O último dia 15 foi um dia de festa para nós, torcedores do Alecrim
Futebol Clube. Comemoramos seus 101 anos de história. E nessa longa caminhada,
muitos momentos de conquistas e glórias. Contudo, parodiando Euclides da Cunha,
eu diria que o alecrinense é, antes de tudo, um forte. Nosso
ultimo título estadual é o do Bicampeonato 1985/86, mas, continuamos
acreditando em nossos craques. Por falar em craques, relembramos alguns do
nosso passado: Galdino, Icário, Burunga, a inesquecível dupla de 1968, Pedrinho
e Valdomiro, Elso, Luizão, Walter Cardoso, Vasconcelos, Odilon, e tantos outros
que não tive o privilégio de ter visto em campo. Alberi foi um capitulo a
parte, uma vez que sua passagem pelo clube “Verde-Esmeraldino” foi curta.
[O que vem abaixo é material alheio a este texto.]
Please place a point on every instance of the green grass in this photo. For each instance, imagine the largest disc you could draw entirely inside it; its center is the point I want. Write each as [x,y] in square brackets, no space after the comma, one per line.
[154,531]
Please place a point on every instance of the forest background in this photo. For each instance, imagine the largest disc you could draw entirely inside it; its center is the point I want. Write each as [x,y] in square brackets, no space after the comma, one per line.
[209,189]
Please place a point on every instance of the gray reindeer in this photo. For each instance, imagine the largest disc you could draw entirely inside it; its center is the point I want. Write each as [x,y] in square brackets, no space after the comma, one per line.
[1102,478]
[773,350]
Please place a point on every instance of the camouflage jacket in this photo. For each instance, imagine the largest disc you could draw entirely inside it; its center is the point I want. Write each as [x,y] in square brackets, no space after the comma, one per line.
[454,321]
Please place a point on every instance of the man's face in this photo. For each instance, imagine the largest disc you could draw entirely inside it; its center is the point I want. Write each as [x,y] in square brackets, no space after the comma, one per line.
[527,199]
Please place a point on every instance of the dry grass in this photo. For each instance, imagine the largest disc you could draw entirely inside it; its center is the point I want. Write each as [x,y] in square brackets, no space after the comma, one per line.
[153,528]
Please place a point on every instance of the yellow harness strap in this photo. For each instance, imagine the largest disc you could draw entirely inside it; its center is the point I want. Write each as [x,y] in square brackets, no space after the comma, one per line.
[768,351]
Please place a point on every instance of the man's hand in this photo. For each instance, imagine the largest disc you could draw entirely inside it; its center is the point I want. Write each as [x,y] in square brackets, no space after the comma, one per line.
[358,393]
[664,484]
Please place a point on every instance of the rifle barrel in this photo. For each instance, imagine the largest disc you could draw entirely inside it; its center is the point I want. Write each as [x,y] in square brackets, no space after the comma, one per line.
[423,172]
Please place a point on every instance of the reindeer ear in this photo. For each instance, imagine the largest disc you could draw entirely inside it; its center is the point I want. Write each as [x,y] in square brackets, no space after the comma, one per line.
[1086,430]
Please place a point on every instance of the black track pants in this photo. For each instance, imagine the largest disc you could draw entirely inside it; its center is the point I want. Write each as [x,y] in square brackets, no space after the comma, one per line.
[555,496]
Todavia,
deixou sua marca de campeão em 1979. O professor José Normando Bezerra, em sua
eterna paixão alecrinense, ariscou-se a me dizer: “Tenho certeza que Zico
aprendeu a bater falta com Elson. Foi o jogador mais elegante que eu já vi em
campo. Batia falta como ninguém. Aliás, o narrador podia gritar gol antes da
falta ser batida”. Às 19 horas nos reunimos na Sede Social do Clube, para uma
missa solene. Padre Francisco fez a celebração. A família alecrinense é
literalmente uma família. Vai pai, mãe, filhos... É algo bonito de se ver. Nossa
festa foi muito simples, mas, de muita emoção para todos os participantes. Chico
Araújo animou os participantes, sempre com seu entusiasmo contagiante. Conheci
Chico em 1972. É um dos chamados “torcedores símbolo”. Desde 1974 que atua
animando missas. Padre Francisco nos falou do dom e da importância da gratidão.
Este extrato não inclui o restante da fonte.